Aber tatsächlich scheinen viele den Kontakt zu meiden. Jüngst auch hier in Hamburg hatte ich Schwierigkeiten, bei einer renommierten Bekleidungs-Handelskette Hilfe zu bekommen. Sie müssten den Abstand einhalten und dürften mich daher auch nur mit 1,5 M Sicherheitsabstand durch den Laden führen. Na klar, ich lasse mich, wie an einer unsichtbaren Leine gezogen, per Stimme im Slalong durch den Laden, zwischen den Kleiderständern durchlozen – mehr links, mehr rechts, mehr geradeaus, halt, zu weit, wieder zurück… Da halfen auch nicht die zitierte Führempfehlung des DBSV, hinter demjenigen zu laufen und mich mit der Hand an der Schulter zu orientieren. Eher hätte man mir angeboten, mich – ebenfalls wieder wie an der Leine – am Blindenstock zu führen. Nur dann wären wir wohl auch kaum durch die teils engen Gänge gekommen.
Not soll ja bekanntlich erfinderisch machen und – so durfte ich es mir auch schon oft anhören – man müsse dann halt nach neuen Alternativen suchen. Für vieles in unserem Alltag mag dies ja stimmen. Schlangen vorm Bäcker, die eigentlich keine mehr sind, weil alle 2 M voneinander entfernt stehen, Leute, die nicht sagen, ob und wo da überhaupt eine Schlange ist, Busse, die nur noch in der Mitte ihre Türen öffnen und und und… Hier gilt es aber nicht nur für uns, umzudenken und vielleicht einmal mehr nachzufragen. Wer nicht sagt, dass das Ende der Schlange 8 M weiter weg ist, darf sich am Ende auch nicht über den blinden Ladengast beschweren, wenn er sich – scheinbar dreist – vorgedrängelt hat. Nicht nur wir können reden, die Sehenden könnten es auch! Gleiches gilt für die Busproblematik. Natürlich könnten wir darauf bestehen, dass der Fahrer mal die Außenlautsprecher des busses einschaltet und die Linie durchsagt, wir können aber auch zur Not beharlich vorne klopfen, bis geöffnet wird, freundlich die Linie erfragen; beim nächsten Mal wird der Fahrer es besser wissen und auch machen. Wer sich beim Einkaufen nicht anfassen lassen möchte, auch nicht hinten an der Schulter, weil überängstliche Geschäftsführer es so verlangen, sollte sich (oder die Leitung) jedoch ernsthaft fragen, ob der Verkäuferjob in Zeiten von Corona überhaupt noch das „Richtige“ für ihn oder sie ist. Denn ob nun vom Kunden berührt oder selber beim Wegräumen das angefasst, was hundert Kunden zuvor schon in den Händen hielten, macht doch am Ende des Tages keinen all zu großen Unterschied.

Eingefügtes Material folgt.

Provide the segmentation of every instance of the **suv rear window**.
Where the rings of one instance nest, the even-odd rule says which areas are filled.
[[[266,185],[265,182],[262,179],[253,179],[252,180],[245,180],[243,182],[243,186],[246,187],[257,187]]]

Wir können aber auch weiter meckern und uns darüber auslassen, wie schlecht es uns zur Zeit geht, wie schwer wir es doch haben und wie stark auch – oder vor allem – uns diese Pandemie einschränkt. Alltag ist nicht einfach, weder vor noch gerade jetzt während der Einschränkungen, aber wir müssen selbigen nicht noch komplizierter machen, als eh schon geschehen. Natürlich gibt es an der einen oder anderen Stelle Dinge, die nervig sind, aber wenn ich immer wieder, auch in Artikeln, lese, wie schwer wir es doch haben und wie stark betroffen wir von Regelungen & co. doch sind, dann kriege ich – sorry – erst recht die Krise.